In discussing the state, Lenin says that, “A democratic republic is the best possible political shell for capitalism, and, therefore, once capital has gained possession of this very best shell, it establishes its power so securely, so firmly, that no change of persons, institutions or parties in the bourgeois-democratic republic can shake it.” The purpose of democracy is not freedom but to better manage the inter and intra class struggle. The intra-class struggle is managed by mediating competing capitalists and by ensuring that no single firm or industry disrupts the capitalist system as a whole. The inter-class struggle is managed by ensuring workers have the bare minimum rights and concessions to prevent them from revolting against the capitalists. Sometimes, the state may intervene to ensure that capitalists do not overexploit workers to the point that it triggers open class struggle. This is why workers get the Affordable Care Act and not universal healthcare, a minimum wage increase but not a federal jobs guarantee, a stimulus check but no universal basic income, and the ability to unionize but not the right to unionize.

If this isn’t the case, it still begs the question.
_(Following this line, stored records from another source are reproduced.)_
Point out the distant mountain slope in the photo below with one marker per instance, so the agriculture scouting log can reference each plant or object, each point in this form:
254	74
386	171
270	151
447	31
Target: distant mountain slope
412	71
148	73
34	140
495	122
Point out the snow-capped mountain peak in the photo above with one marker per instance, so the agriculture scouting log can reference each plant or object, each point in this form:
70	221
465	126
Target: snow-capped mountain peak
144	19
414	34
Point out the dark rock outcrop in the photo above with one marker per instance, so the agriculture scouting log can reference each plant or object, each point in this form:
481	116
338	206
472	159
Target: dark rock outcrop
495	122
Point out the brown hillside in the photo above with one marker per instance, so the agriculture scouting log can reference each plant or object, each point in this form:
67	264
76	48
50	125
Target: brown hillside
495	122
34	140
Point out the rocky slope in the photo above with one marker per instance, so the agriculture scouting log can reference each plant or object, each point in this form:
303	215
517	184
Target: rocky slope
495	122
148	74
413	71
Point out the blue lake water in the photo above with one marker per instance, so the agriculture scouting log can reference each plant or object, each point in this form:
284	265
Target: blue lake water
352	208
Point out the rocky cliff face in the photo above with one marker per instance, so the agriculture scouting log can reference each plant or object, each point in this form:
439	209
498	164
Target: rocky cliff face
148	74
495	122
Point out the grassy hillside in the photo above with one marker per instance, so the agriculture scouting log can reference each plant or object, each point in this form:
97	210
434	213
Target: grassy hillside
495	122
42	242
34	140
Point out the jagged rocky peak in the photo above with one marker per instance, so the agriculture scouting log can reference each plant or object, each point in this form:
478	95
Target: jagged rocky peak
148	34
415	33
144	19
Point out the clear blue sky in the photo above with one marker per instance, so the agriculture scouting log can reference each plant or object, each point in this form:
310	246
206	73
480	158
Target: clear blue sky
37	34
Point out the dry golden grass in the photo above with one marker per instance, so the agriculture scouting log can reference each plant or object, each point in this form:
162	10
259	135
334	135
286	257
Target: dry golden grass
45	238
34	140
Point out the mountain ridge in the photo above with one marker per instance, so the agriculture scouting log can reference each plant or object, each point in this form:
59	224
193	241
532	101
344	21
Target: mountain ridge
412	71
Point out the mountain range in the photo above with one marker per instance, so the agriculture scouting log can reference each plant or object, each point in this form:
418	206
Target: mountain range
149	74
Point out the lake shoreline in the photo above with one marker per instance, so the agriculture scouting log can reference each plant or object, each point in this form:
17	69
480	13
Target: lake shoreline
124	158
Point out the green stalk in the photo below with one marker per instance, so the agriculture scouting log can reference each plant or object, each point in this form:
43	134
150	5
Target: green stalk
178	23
With the entire country still subscribing to this worldview that elections are the only way to change things, what have electoralists accomplished? Trump was elected with no working-class party on the horizon, and the half-decent mayor elected in the largest city just endorsed Kathy Hochul against a ‘progressive’ challenger. A genocide was carried out with US tax dollars in Gaza, and what were the consequences for politicians? Opinion on Israel moved a meager 15 points, the credibility of one PAC was killed, and we were told to fill out the uncommitted line on the ballot.
While that is reducing things a bit, what we need to take away is that elections need to be completely deprioritized in our political consciousness. That comes after we organize, show up at protests, talk to our neighbors, and learn about class struggle. We desperately need to normalize radicalism and wake up the working class because we’re running out of time.